Berlin: Symphony of a Great City is the sort of abstract movie filmmakers come up with every generation or so and think they’ve invented: I remember seeing films like this in the 1960’s and hearing them hailed as a new, totally different form of entertainment, and likewise I can remember the hype surrounding the 1982 film Koyannisqatsi made it seem like its director, Godfrey Reggio, had invented a new type of cinema. Ruttmann’s film, made decades earlier, was at times so similar I joked, “You might as well call it Berlinqatsi.” One of the fascinating things about Berlin: Symphony of a Great City was when it was made: between 1919 and 1933 Germany was ruled by the Weimar Republic, an attempt at democracy that actually worked pretty well when outside powers and outside circumstances allowed it to – it didn’t help that the French had demanded enormous reparation payments after World War I that virtually bankrupted the German economy, or that the crippling effect of the reparations, the stupid attempts of the German central bank to get out from under then by printing so much money so fast it sparked a hyper-inflation, and the sabotage of any efforts by the German government to negotiate their way out of the reparations burden by German Right-wingers in general and Adolf Hitler and the Nazis in particular (realizing that the worse the economy was the better they would do politically, Hitler and the Nazis went out of their way to wreck any attempt by the Weimar government to provide economic relief, not that different from the unanimous rejection of President Biden’s COVID-19 relief bill by the U.S. Republican Party) would ultimately topple the Republic and bring Hitler and the Nazis to power.

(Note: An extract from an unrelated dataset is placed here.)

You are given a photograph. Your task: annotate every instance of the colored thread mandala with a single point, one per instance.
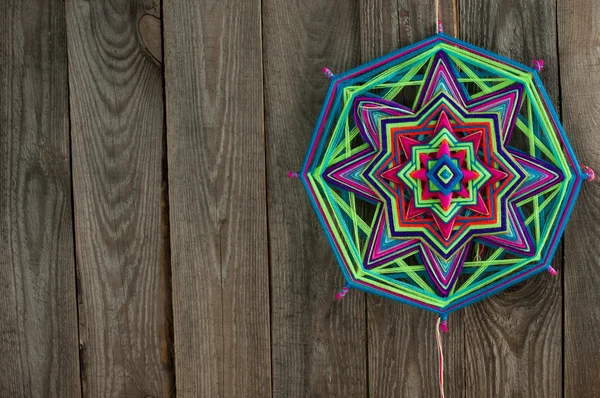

Berlin: Symphony of a Great City was produced during a relatively happy Indian summer for the German economy, after the currency reform of 1924 had ended the hyperinflation and before the 1929 U.S. stock market crash sparked a worldwide depression that had hit Germany particularly hard because they were depending on American investments and loans to have an economy at all. Many of the scenes in Ruttmann’s film – notably a sequence of three men walking together, at least two of whom are obviously Jews (you can tell from their dress and especially their beards) – are more heartbreaking now than they were to Ruttmann’s original audience because we know what fate is in store for these people and what they’re going to be up against in just a few more years. Given how abstract this movie is (even though it’s more than just a chain of spectacular images: the “day in the life” continuity gives the film more strength and . It alsodramatic power than most imagistic non-plotted films like this), it’s surprising that, unlike most of the most creative personnel in Weimar-era cinema – including the so-called “production supervisor” of Berlin: Symphony of a Great City, Karl Freund, whose presence here puts everyone in this movie one degree of separation from Bela Lugosi, Boris Karloff, Lucille Ball and Desi Arnaz – who had left Germany either before the Nazi takeover (F. W. Murnau, Paul Leni) or immediately after it (Fritz Lang, Billy Wilder, Robert Siodmak), Ruttmann not only stayed in Germany after 1933 but made Nazi propaganda films with titles like Blut und Boden (“Blood and Soil,” a favorite Nazi slogan) until his death in Berlin at age 53 in 1941.